BofA's Lewis In Dissidents' Sights

Just months ago, he was heralded as banker of the year by American Banker for his deal to acquire Merrill Lynch.

Just months ago, he was heralded as banker of the year by American Banker for his deal to acquire Merrill Lynch. Now he's the target of a group of angry shareholders, who want him ousted at the upcoming annual meeting, according to a story in the New York Post. Will BofA CEO Ken Lewis survive the next few months, or will he get the boot like so many other banking CEOs? Jerry Finger—a BofA shareholder and the lead plaintiff in an ongoing class-action lawsuit against Lewis and other BofA directors—says he has a lot of support for a number of governance changes he's proposed. He mostly feels that Lewis and other directors did not protect shareholders' rights when they struck the deal to purchase Merrill last year.

The trouble really began brewing after Merrill reported surprising new losses in the fourth quarter. Lewis probably hoped to save his hide with his recent ouster of former Merrill CEO John B. Thain—the implication being that the magnitude of trouble remaining on the books when they did the deal was hidden from him—but Thain has spoken out in his own defense.

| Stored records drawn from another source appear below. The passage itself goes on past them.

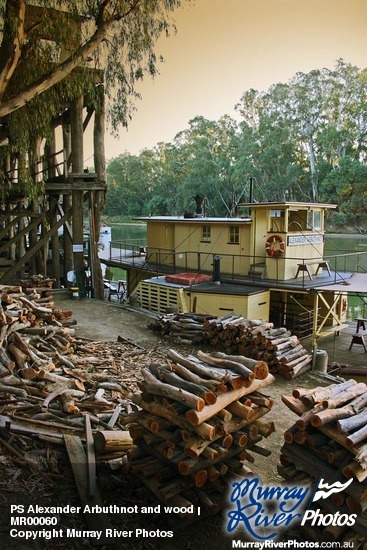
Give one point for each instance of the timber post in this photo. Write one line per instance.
(77, 153)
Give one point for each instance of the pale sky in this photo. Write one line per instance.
(225, 47)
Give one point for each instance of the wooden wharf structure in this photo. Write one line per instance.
(45, 233)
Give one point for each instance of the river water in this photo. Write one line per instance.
(335, 245)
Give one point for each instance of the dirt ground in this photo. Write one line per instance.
(108, 321)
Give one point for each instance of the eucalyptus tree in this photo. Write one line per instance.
(346, 186)
(130, 184)
(43, 60)
(210, 151)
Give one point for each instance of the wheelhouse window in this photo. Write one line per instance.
(276, 220)
(206, 233)
(314, 220)
(234, 234)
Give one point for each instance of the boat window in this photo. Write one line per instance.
(234, 234)
(205, 233)
(297, 220)
(314, 219)
(277, 220)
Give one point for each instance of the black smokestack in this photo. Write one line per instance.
(251, 199)
(199, 206)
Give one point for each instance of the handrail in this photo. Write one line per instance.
(162, 260)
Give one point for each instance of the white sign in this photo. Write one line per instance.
(305, 239)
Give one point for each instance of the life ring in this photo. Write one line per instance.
(275, 246)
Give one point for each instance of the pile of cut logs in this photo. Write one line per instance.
(50, 379)
(199, 420)
(329, 441)
(282, 351)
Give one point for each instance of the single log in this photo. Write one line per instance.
(329, 415)
(186, 374)
(224, 399)
(154, 386)
(353, 423)
(196, 367)
(240, 369)
(168, 377)
(110, 440)
(205, 430)
(353, 469)
(259, 368)
(299, 369)
(358, 436)
(241, 410)
(343, 397)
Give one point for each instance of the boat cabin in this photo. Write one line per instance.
(279, 241)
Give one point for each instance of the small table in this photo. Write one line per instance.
(358, 338)
(361, 323)
(305, 266)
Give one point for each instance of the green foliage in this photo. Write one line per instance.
(125, 55)
(303, 140)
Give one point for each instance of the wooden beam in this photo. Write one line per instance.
(11, 272)
(22, 232)
(78, 461)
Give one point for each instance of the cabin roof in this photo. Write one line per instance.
(287, 204)
(194, 219)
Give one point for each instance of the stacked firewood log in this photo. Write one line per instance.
(50, 380)
(199, 419)
(185, 327)
(257, 339)
(329, 441)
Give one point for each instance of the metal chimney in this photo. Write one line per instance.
(251, 198)
(199, 206)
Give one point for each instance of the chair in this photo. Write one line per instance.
(116, 289)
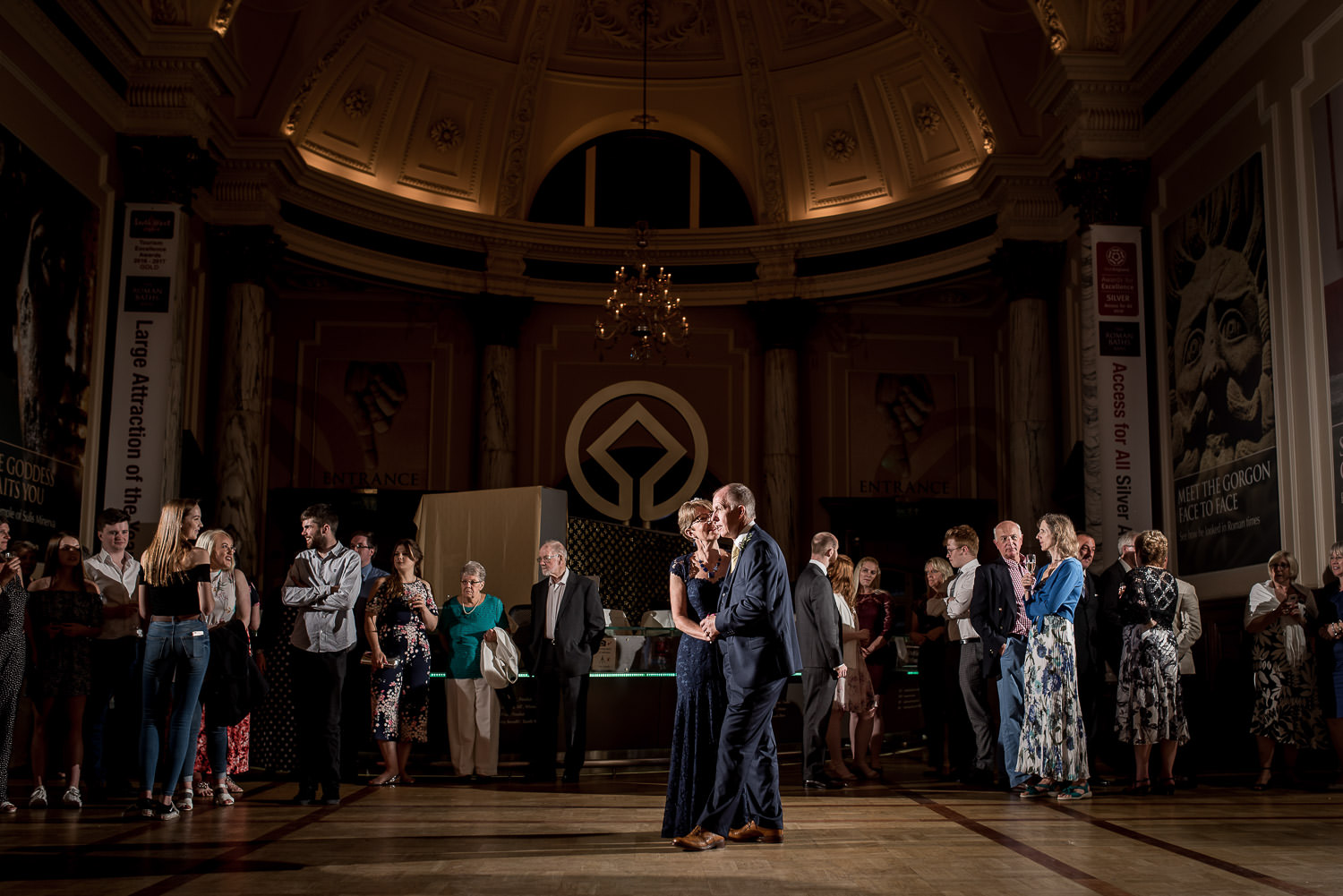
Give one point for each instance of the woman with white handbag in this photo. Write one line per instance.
(473, 708)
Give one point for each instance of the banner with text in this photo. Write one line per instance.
(48, 277)
(1224, 439)
(141, 362)
(1122, 381)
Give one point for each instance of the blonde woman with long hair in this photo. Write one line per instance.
(174, 600)
(853, 692)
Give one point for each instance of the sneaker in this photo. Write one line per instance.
(1074, 791)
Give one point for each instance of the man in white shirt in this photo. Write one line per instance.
(324, 585)
(967, 654)
(112, 715)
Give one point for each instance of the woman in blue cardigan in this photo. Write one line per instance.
(1053, 742)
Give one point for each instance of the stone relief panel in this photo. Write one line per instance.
(838, 150)
(446, 141)
(351, 120)
(932, 128)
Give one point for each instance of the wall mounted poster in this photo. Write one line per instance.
(1327, 132)
(47, 271)
(1224, 443)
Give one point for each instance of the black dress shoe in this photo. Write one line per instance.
(824, 782)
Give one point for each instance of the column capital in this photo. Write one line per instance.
(782, 322)
(497, 320)
(163, 169)
(244, 252)
(1031, 269)
(1106, 191)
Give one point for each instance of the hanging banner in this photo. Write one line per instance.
(141, 360)
(1122, 380)
(1224, 439)
(48, 257)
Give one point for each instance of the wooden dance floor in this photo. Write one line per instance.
(602, 836)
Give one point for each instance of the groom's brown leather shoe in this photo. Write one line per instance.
(754, 833)
(698, 840)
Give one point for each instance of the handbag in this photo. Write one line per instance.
(499, 660)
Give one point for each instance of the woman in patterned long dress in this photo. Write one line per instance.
(1053, 739)
(13, 654)
(64, 616)
(1149, 702)
(399, 616)
(700, 687)
(1287, 710)
(223, 750)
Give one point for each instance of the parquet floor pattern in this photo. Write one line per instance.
(602, 837)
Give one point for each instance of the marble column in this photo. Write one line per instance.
(782, 327)
(239, 258)
(168, 169)
(1104, 191)
(497, 321)
(1031, 273)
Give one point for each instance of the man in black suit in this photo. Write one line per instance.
(998, 613)
(567, 627)
(759, 641)
(822, 657)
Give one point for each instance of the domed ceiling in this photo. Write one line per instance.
(817, 107)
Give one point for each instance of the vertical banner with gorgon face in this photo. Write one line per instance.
(141, 359)
(1122, 378)
(1224, 440)
(1327, 133)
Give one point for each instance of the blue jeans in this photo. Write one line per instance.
(176, 656)
(1012, 705)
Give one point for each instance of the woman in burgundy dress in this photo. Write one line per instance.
(877, 619)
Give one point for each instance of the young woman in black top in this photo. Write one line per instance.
(174, 597)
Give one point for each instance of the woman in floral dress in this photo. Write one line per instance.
(1053, 740)
(399, 617)
(1287, 708)
(1149, 703)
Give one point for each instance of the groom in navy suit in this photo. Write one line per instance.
(759, 641)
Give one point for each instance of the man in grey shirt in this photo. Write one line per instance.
(324, 585)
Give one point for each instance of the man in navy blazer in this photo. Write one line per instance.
(998, 613)
(759, 641)
(567, 629)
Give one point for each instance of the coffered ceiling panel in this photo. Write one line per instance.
(841, 158)
(932, 125)
(349, 121)
(448, 137)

The Atlantic blogger Megan McCardle says Lewis probably did the Merrill deal, despite the garbage remaining on Merrill's books, because he couldn't say no to the Treasury or the Fed and thought that, in the end, their support would be enough to allow the bank to weather this financial crisis. "More than a few people of my acquaintance have suggested that taking this deal was not quite bright, knowing as he did that Treasury was very likely about to change hands. But when the two most powerful men in American bank regulation come to you with a request, it's got to be awfully hard to say no, sorry, I'd really rather not. Lehman, after all, shows what happens to those who didn't have Bernanke's and Paulson's backing when the chips were down." The blogger continues, "But 'making the best of a bad situation' is rarely enough to save CEO jobs. I suspect that neither a good excuse, nor a substitute victim to feed shareholders, will provide Lewis much protection in the long run-if the shareholders don't get him, the nationalization probably will."